Interiors: Cabinet of Curiosities

One of a few entries I posted elsewhere pre-October 2010, before I started The Roving Home blog.

A Wunderkammer

I’ve long been fascinated by the idea of a Cabinet of Curiosities.  A world within worlds.

I remember, as a young girl, going to my dad’s office; he rented a space from a man who had been the Attorney General, followed by a stint as Ambassador to India among other glamorous appointments.  My dad’s landlord had a huge room filled with artifacts from his travels and diplomatic posts.  (I can’t say the attorney general gig – under Nixon, no less – offered much in the way of interesting bits, but the time in India was well-spent as a collector.)  I used to spend what seemed like hours wandering around that room staring at hand-carved sword scabbards, preserved crocodile parts, a pith helmut and a campaign jacket (not sure what was going on with the pith helmut – maybe he stumbled on a stash left behind by the British in their haste to leave the country), strange tabletop gods and goddesses.  The walls were covered with photographs and citations and paintings – all of it exotic to my eyes.  The landlord also had a walking-stick collection, handmade pieces, each one unique, lined up in a narrow custom made rack that ran the length of one long wall.

It turns out there is a word for such a room: Wunderkammer.  The room of wonders.

Wunderkammers pre-date museums, and speak to the exact same impulse.  The desire to collect, for the sake of viewing and re-viewing, artifacts of both man and nature: works of art, specimens from the natural world, intricate mechanical devices.  These collections were usually kept in a fairly small room (a “cabinet” in the Italian sense of the word) in the vast homes of the aristocracy, royalty and highly placed church officials.  Honored guests were invited to enter these rooms for a glimpse of beauty and mystery, a fraction of what the world had to offer.

In an era where there no longer seems to be any part of the world that is unknown and unknowable, I want to capture, in my own small way, a sense of mystery.
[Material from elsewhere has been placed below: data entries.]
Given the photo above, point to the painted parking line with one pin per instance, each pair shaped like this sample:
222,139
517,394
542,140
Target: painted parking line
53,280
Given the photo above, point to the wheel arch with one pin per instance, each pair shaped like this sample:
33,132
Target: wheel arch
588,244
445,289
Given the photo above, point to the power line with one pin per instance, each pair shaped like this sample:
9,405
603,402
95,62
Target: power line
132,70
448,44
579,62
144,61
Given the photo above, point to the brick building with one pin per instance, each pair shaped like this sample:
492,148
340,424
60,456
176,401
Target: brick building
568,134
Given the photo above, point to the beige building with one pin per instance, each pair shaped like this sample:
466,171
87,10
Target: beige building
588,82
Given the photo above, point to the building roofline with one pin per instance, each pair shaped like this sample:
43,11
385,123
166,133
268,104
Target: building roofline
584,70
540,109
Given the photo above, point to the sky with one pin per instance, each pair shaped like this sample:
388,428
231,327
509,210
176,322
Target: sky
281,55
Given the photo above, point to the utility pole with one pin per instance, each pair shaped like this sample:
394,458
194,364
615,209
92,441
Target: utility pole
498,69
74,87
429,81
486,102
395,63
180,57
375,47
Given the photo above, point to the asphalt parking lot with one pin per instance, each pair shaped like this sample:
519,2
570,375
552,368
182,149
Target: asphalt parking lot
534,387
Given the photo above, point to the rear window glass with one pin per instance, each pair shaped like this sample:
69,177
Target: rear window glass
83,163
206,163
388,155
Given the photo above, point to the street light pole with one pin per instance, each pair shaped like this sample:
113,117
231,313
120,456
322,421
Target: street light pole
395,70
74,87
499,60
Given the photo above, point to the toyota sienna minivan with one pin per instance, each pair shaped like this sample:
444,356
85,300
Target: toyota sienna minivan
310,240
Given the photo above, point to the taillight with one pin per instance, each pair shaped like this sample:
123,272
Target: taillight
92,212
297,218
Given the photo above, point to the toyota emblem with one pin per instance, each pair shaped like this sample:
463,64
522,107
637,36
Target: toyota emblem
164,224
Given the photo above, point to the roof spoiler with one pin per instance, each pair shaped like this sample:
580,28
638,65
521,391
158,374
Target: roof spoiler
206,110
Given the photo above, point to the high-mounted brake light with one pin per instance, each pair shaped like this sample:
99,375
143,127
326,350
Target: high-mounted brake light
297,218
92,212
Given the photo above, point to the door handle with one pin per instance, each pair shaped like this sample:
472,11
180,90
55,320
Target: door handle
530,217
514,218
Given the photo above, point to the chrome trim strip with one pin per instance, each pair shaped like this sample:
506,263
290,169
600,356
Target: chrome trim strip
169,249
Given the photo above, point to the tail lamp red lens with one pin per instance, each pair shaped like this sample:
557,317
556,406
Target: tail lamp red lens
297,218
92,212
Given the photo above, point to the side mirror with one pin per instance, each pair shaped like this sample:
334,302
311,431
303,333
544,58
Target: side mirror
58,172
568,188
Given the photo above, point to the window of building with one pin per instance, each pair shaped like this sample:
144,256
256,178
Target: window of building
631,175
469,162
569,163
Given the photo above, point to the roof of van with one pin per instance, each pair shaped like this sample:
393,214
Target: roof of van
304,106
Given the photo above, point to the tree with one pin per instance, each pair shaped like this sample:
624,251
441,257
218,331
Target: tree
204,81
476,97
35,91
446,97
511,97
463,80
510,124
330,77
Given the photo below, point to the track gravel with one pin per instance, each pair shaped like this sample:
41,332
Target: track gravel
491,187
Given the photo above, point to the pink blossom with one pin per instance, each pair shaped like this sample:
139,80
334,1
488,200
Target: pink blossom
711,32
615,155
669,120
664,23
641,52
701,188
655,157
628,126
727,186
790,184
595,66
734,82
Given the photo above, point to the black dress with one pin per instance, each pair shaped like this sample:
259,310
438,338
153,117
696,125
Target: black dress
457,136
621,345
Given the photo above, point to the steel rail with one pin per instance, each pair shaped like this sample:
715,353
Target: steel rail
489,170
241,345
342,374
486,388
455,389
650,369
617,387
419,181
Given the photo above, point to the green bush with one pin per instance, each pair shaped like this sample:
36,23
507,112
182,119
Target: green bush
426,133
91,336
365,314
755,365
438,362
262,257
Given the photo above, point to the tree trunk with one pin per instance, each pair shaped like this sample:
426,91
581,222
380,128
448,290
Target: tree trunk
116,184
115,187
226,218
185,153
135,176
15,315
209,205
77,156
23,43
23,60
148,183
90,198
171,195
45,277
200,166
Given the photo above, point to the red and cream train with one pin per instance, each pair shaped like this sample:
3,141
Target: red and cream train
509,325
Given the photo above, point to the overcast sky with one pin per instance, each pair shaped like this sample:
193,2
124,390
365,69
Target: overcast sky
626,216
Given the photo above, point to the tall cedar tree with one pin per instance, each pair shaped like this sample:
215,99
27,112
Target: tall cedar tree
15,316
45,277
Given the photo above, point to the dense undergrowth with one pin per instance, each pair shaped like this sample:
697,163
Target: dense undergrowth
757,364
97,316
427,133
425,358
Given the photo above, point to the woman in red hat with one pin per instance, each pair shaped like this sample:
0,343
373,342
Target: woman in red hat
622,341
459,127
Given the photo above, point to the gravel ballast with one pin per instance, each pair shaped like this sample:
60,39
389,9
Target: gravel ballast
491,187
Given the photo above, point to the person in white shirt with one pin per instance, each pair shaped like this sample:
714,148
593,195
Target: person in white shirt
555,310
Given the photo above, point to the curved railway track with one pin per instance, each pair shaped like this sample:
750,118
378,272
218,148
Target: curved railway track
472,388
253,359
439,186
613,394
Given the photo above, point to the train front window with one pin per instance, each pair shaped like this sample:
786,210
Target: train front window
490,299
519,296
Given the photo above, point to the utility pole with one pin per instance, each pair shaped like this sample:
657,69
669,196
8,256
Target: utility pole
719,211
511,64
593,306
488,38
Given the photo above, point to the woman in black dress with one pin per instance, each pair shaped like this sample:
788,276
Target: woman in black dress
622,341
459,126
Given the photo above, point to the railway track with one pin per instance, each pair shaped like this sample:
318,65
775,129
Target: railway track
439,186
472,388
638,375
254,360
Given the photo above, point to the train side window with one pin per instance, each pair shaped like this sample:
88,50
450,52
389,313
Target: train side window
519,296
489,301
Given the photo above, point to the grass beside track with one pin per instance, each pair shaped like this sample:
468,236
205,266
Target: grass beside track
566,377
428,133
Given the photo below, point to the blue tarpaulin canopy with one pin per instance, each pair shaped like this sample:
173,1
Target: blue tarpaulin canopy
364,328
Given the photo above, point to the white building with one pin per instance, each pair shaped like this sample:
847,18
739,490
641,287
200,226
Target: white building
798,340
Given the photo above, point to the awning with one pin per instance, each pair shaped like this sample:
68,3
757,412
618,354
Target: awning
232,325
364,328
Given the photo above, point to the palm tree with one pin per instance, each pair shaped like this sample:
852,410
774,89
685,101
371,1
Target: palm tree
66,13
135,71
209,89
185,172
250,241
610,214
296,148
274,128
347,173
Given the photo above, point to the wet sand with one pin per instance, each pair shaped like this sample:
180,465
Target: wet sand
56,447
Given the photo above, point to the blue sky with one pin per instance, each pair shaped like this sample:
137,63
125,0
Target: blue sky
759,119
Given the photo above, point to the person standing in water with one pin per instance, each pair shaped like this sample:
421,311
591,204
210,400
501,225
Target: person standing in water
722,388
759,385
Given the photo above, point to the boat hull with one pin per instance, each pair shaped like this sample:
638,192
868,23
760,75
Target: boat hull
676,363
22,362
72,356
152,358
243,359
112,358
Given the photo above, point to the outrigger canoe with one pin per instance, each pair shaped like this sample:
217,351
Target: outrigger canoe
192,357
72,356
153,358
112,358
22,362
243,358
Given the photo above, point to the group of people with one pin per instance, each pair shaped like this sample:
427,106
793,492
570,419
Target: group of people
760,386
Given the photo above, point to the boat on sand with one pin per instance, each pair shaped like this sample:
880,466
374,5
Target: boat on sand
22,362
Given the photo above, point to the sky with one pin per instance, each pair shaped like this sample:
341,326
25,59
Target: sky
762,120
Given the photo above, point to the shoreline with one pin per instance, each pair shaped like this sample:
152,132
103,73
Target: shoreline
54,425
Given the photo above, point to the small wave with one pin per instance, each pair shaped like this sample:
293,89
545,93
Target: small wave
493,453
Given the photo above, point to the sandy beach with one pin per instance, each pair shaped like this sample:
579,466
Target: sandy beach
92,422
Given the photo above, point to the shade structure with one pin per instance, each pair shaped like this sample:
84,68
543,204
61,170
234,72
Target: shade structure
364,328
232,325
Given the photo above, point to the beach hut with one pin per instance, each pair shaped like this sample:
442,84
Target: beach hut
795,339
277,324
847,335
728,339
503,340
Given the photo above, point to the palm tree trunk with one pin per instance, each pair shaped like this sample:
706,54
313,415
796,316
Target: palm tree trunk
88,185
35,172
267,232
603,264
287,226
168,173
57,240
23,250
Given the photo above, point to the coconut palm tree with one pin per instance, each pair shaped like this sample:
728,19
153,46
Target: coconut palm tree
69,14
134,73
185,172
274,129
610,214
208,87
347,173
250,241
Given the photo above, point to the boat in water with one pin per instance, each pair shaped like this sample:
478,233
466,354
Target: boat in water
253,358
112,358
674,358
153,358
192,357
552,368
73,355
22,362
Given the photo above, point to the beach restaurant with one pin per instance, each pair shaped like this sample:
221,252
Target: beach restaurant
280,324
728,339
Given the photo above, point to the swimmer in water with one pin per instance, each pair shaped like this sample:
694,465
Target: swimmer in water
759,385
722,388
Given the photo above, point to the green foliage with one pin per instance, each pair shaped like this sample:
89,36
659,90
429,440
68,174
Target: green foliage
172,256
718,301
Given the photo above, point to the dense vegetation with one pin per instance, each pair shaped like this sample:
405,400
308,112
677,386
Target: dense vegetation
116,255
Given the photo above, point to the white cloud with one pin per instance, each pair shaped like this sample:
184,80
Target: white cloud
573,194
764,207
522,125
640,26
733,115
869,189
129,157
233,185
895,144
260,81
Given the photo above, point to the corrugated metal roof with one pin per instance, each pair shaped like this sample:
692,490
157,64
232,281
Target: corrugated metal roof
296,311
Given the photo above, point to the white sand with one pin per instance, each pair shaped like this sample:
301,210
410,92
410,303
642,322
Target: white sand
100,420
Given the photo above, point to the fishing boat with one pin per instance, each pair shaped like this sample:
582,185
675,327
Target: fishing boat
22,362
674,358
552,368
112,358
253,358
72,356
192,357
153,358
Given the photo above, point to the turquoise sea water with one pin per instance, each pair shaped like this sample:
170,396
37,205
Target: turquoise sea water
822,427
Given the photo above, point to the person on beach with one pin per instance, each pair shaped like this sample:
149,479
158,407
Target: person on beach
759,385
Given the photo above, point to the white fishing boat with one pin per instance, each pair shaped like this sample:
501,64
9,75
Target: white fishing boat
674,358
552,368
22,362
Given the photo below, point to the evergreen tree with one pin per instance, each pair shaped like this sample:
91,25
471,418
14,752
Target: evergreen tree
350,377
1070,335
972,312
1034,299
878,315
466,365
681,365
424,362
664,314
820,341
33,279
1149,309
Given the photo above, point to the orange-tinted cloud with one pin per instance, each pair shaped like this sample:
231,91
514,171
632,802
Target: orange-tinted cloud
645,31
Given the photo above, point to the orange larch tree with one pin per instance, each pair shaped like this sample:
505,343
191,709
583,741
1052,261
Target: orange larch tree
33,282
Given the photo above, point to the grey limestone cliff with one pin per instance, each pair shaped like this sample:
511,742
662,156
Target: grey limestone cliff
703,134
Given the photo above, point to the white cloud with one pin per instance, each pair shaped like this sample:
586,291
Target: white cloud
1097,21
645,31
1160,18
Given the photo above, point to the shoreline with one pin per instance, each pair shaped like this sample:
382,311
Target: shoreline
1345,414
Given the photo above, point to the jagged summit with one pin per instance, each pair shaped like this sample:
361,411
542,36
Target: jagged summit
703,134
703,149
So I’ve added a Cabinet of Curiousities to my house.  I bought the cabinet itself at the flea market a few years ago.  It dates from the late 19th century and was used in a store as a display piece. The shelves angle toward the viewer – perfect for showcasing a few bits of coral and tiny paintings.  There is nothing exotic in my Cabinet, nothing that cannot be found on an everyday sort of walk on the beach, or, heaven help us, on ebay.  But it evokes, at least some of the time, at least for me, a bit of the feeling I had as a child, wandering through that room filled with artifacts of a world beyond my reckoning.  I find myself staring into my Cabinet of Curiousities while sitting at my table, eating my mundane lunch of tuna and crackers.  I stare and remember, and think that, if I could go back in time, maybe I would borrow that pith helmut and grab a walking stick out of the rack.  It turns out that I could have used both as I strode toward adulthood, in my fumbling attempts to find, in this place and time, my very own Wunderkammer.